The Securities and Exchange Commission is set to publish a rule requiring companies to disclose how much they pay their top executives, starting the clock on a two-month comment period for the contentious proposal.
Unveiled earlier this month, the draft rule is required under the Dodd-Frank Wall Street reform law. The statute calls for regulations forcing companies to reveal the median income of rank-and-file employees and the salaries of chief executives. Firms would also be required to calculate the pay ratio reflecting the difference between the two figures.
Proponents of the rule argue it would help shame companies that heap exorbitant salaries on their top officers and give lower-level employees more leverage to negotiate for higher pay.

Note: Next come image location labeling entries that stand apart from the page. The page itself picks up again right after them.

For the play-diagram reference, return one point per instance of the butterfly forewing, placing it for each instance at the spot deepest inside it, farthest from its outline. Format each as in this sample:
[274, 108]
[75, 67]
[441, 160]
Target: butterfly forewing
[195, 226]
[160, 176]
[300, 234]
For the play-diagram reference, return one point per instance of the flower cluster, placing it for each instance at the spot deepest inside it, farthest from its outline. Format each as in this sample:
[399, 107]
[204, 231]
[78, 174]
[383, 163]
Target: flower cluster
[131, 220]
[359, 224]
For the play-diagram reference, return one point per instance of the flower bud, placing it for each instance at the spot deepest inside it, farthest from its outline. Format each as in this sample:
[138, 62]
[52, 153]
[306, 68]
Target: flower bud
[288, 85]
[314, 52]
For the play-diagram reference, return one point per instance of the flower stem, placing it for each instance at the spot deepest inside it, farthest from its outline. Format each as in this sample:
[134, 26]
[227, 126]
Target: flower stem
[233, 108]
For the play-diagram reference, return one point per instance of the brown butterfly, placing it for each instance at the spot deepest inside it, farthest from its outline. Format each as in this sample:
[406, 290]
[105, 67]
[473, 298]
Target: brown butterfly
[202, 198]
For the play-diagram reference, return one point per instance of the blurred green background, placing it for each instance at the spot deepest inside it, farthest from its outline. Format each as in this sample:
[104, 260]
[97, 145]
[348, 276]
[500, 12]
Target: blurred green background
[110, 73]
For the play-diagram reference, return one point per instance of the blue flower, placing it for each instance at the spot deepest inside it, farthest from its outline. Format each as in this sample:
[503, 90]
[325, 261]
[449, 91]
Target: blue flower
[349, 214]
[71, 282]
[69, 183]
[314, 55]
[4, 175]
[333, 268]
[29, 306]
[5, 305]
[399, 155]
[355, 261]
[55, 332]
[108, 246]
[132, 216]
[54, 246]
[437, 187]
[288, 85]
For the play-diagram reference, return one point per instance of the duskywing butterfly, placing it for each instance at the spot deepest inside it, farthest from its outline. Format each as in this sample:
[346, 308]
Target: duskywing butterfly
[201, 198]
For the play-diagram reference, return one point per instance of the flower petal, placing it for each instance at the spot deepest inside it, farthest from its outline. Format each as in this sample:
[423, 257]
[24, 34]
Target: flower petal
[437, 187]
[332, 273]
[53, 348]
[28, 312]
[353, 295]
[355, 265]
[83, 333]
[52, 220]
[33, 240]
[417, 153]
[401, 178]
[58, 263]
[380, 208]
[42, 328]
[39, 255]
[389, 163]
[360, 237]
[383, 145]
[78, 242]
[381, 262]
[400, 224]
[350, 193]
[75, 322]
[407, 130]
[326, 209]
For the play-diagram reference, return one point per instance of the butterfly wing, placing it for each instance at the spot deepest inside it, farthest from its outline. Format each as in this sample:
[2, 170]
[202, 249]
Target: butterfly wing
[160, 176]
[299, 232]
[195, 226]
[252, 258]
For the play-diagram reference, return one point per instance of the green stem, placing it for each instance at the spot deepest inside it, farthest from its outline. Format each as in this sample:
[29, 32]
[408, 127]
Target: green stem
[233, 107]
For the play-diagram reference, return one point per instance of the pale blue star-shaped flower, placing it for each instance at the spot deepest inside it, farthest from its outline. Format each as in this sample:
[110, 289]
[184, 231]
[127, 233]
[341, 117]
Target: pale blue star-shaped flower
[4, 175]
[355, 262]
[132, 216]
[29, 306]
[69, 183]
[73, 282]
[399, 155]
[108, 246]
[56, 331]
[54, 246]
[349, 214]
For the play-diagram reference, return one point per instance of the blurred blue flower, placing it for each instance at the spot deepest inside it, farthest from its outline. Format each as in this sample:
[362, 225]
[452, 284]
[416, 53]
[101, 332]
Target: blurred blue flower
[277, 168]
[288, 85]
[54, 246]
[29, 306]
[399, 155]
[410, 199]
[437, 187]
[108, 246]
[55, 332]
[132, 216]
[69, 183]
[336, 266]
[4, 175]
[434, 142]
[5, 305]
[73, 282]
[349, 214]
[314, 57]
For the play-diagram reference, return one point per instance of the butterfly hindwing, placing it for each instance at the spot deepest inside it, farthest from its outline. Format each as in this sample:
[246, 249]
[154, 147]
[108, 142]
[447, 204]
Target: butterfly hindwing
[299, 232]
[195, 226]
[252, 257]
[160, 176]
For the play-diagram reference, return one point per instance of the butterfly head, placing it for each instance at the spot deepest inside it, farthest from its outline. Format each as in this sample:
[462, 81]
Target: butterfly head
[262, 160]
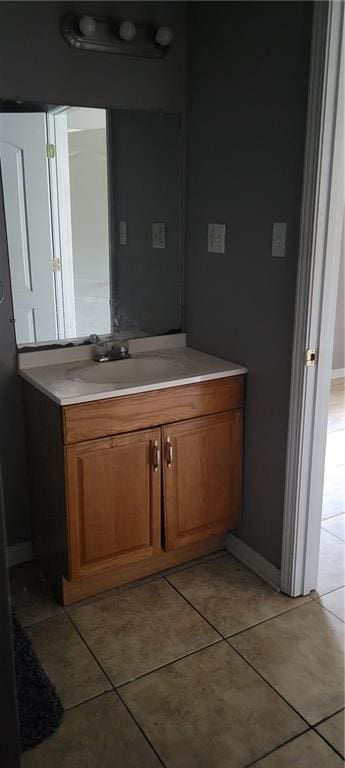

But business groups and banks warn that the cost of complying with the new regulations would be overly burdensome, with some estimates placing the price tag at $100 million for a single multinational firm.
“We do not believe that a one-size-fits-all approach would be prudent, given the wide range of registrants and the disparate burdens on registrants based on factors such as their type of business and the complexity of their payroll systems,” they concluded in the draft rule, to be published in Tuesday’s Federal Register.
In the document, the agency agreed with assertions that the cost of implementing the regulations “could be, at least for some registrants, substantial.”
Some firms, the SEC concluded, operate with multiple and complex payroll, benefit and pension systems, including some maintained by third-party administrators. That would make it difficult to accumulate and analyze data. Companies would have to either integrate their systems or consolidate the data manually. Either option would be costly, businesses warn.
The SEC’s analysis, however, did not reach a conclusion about just how expensive that process would be.
“We are … unable to quantify with any precision the compliance costs at this time,” the SEC said.
The agency — which has already received nearly 23,000 submissions from interested parties — is seeking feedback about the costs and benefits of the proposed rule during a 60-day public comment period to begin Tuesday.